Наконец старушка перевела дыхание, полезла рукой в подкладку пальто.
– Чё-то уж больно дорогие, – бормотала она, копаясь в подкладке. – И краска у их слабая. На три стирки не хватит. Еще и длинны…
– Ну, что ты болтаешь, бабушка, – сказал долговязый. – Ничего не смыслишь, а болтаешь. Они от стирки лучше становятся.
– Ладно уж, – смутилась старушка.
Пока она, вынув деньги, отсчитывала сто восемьдесят рублей красненькими десятками, парень и дружки его, посерьезнев, принялись наперебой советовать, как и чем стирать джинсы, что делать, если они начнут «садиться».
– Это ничего, что они длинные, бабушка, – сказал кто-то. – Внук-то еще в росте…
Шутка многим понравилась, вокруг старушки прокатился смех.
– Ишь, брехло, – улыбнулась старушка.
Внук раздраженно смотрел на ее негнущиеся пальцы, которыми она с трудом загибала уголок десятирублевок.
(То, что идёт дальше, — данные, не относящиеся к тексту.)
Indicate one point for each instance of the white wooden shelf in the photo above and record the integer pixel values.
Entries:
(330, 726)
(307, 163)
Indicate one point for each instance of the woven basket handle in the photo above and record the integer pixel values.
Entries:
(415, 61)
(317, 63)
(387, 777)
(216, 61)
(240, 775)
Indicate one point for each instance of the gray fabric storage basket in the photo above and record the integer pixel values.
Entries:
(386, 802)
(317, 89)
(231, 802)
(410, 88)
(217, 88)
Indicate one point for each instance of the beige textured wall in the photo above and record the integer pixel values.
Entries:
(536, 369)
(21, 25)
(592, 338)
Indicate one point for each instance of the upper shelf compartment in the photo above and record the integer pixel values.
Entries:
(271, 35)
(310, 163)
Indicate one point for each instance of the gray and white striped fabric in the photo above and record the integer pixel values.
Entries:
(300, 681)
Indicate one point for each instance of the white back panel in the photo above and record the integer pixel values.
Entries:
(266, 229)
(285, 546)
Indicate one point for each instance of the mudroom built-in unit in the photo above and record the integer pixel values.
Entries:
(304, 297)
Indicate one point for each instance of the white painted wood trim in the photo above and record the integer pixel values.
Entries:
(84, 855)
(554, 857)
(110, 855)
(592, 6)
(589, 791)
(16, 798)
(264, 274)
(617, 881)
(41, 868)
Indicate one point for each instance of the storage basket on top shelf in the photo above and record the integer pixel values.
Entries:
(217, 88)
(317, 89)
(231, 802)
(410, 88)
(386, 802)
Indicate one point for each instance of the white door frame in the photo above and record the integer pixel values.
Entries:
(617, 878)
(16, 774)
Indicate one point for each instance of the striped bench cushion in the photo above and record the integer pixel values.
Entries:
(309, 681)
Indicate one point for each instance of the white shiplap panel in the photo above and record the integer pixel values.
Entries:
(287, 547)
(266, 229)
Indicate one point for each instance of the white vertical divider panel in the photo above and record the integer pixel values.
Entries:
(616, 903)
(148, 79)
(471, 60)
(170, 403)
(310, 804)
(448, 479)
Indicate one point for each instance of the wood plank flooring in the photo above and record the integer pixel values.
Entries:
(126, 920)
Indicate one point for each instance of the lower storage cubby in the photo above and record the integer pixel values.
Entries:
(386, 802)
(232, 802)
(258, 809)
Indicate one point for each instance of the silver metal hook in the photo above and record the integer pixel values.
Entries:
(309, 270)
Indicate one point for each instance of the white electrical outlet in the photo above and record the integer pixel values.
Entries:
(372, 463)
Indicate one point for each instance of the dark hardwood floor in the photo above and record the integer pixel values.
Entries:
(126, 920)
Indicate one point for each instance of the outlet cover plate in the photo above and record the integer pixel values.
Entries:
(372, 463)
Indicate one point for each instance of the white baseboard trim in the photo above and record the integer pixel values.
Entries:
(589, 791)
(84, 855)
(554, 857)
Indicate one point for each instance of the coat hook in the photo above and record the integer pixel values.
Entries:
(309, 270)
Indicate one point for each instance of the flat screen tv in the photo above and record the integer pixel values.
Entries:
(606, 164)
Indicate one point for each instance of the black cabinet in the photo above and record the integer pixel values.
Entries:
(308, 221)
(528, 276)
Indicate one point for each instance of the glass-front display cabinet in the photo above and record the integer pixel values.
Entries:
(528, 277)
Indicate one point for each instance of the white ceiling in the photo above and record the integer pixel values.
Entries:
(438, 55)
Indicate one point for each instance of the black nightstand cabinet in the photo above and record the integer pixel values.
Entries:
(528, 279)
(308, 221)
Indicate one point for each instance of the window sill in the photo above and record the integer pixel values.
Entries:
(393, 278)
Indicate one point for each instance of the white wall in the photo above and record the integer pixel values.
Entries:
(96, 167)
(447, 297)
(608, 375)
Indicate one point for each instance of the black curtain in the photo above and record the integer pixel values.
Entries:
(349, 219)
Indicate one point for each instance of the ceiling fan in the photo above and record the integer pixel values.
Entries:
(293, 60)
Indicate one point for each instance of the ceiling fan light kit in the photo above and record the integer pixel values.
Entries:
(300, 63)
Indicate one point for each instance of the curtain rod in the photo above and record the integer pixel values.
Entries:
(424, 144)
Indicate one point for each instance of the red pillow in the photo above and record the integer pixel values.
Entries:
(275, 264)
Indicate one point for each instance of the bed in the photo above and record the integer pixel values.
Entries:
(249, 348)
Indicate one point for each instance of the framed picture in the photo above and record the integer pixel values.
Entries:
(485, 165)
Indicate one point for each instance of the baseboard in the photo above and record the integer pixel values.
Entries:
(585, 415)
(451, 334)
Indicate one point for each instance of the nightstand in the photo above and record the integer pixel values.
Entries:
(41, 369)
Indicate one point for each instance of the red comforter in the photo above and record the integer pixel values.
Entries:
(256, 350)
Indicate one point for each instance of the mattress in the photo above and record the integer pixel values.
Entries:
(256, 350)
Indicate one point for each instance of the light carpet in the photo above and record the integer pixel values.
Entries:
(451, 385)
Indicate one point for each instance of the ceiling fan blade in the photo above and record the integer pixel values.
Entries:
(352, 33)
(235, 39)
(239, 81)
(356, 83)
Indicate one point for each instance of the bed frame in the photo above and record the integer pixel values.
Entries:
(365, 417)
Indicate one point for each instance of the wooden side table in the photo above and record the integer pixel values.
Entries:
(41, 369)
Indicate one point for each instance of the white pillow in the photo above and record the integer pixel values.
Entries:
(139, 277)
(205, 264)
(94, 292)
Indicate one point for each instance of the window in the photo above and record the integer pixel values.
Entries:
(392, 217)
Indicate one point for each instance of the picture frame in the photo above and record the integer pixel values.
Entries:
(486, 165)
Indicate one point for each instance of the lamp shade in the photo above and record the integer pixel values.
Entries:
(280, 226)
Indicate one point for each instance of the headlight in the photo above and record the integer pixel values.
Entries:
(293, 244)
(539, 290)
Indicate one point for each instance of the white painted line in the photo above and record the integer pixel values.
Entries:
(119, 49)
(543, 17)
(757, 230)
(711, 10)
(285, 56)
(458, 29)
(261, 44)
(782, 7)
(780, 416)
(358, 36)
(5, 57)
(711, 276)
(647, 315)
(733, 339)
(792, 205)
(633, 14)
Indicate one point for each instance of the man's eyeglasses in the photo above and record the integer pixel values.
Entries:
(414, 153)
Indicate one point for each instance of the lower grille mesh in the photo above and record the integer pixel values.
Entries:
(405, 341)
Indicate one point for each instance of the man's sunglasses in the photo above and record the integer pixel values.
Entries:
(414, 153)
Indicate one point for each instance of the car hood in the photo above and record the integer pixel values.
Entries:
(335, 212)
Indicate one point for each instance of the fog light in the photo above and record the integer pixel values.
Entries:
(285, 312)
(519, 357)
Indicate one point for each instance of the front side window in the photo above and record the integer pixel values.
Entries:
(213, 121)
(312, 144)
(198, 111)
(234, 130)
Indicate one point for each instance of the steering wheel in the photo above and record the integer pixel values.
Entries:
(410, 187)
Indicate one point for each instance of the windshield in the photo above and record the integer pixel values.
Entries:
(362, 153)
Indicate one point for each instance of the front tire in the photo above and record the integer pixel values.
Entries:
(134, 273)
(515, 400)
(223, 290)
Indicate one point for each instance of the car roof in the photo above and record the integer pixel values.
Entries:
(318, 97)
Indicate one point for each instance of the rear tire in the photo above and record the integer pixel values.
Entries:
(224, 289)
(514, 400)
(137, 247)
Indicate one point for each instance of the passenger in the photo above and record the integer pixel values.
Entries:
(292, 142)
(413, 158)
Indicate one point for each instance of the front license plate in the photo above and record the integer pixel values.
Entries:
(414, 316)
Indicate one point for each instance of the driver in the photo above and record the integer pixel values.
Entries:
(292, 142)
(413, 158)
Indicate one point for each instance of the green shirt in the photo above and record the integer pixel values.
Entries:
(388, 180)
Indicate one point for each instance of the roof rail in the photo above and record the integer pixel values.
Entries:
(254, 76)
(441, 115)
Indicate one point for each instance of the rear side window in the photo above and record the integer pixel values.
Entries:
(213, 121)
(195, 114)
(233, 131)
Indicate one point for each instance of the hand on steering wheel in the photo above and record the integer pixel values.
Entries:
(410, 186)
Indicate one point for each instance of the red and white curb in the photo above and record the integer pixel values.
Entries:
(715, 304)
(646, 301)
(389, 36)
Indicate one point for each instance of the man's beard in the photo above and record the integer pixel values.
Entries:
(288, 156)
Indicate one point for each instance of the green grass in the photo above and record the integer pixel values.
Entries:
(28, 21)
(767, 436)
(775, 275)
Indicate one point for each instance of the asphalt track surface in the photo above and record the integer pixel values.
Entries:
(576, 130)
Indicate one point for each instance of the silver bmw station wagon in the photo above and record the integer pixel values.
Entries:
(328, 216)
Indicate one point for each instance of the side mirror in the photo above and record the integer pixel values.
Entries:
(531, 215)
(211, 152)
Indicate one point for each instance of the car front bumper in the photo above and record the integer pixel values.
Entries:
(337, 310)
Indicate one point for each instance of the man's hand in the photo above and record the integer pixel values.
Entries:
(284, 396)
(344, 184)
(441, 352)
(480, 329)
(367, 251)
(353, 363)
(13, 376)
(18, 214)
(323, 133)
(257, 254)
Ему, видать, было неловко за свою медлительную, малосильную бабушку, и он поплевал на пальцы, будто приготовился забрать у нее деньги.
Иван придвинулся ближе к старушке, такой малюсенькой и усохшей, что окончательно проникся сочувствием к ней.
– Какой размер носишь? – побледнев от решимости, спросил он у долговязого.
– Пятьдесят второй, – буркнул тот. – А что?
– Померяй вот эти. Если подойдут…
– Не подойдут… – зашевелился ласковый парень. – Откуда ты взялся, нарушитель конвенции? Что же ты у людей хлеб отбиваешь?
– А что у него за подделка?
– Польские переделал на штатские…
Откуда взялись эти парни, ожесточившиеся против Ивана, объяснить трудно, – еще минуту назад их, кажется, тут не было. Они произносили оскорбления не враждебно, легко, будто щелкали семечки, и все же Ивану сделалось обидно и за себя, и за дядю Васю, который, конечно же, не мог прислать из Филадельфии какие-нибудь никчемные джинсы, не говоря уже о подделке.
Но в плотном кольце злопыхателей все еще раздавались несправедливые слова, даже угрозы, – сейчас, мол, отведем в милицию, там разберутся, – и посрамленный Иван бессильно молчал, не зная, каким образом осадить противников.
Старушка, подняв нахолодавшее лицо, укоризненно посмотрела на Ивана и взялась по третьему разу пересчитывать деньги.
Вдруг рядом с Иваном появился знакомый рыжий малый в надвинутой на брови шляпе, предлагавший японские часы. Держась авторитетно, он потрогал джинсы Ивана, поинтересовался, есть ли натерка.
– Какая еще натерка? – не понял Иван.
– Темнота, – бросил рыжий.
Вынув из кармана коробок спичек, он на виду у притихших парней как-то особенно сосредоточился, будто собирался показывать фокус. Иные, опытные, пообтертые, сразу догадались, что будет делать рыжий, другие, ничего не кумекая, тянули шеи и ждали. Рыжий зажал головку спички между пальцами, послюнявил белую тонкую древесину. Натирал аккуратно, туго натянув материю на подушечку указательного пальца левой руки.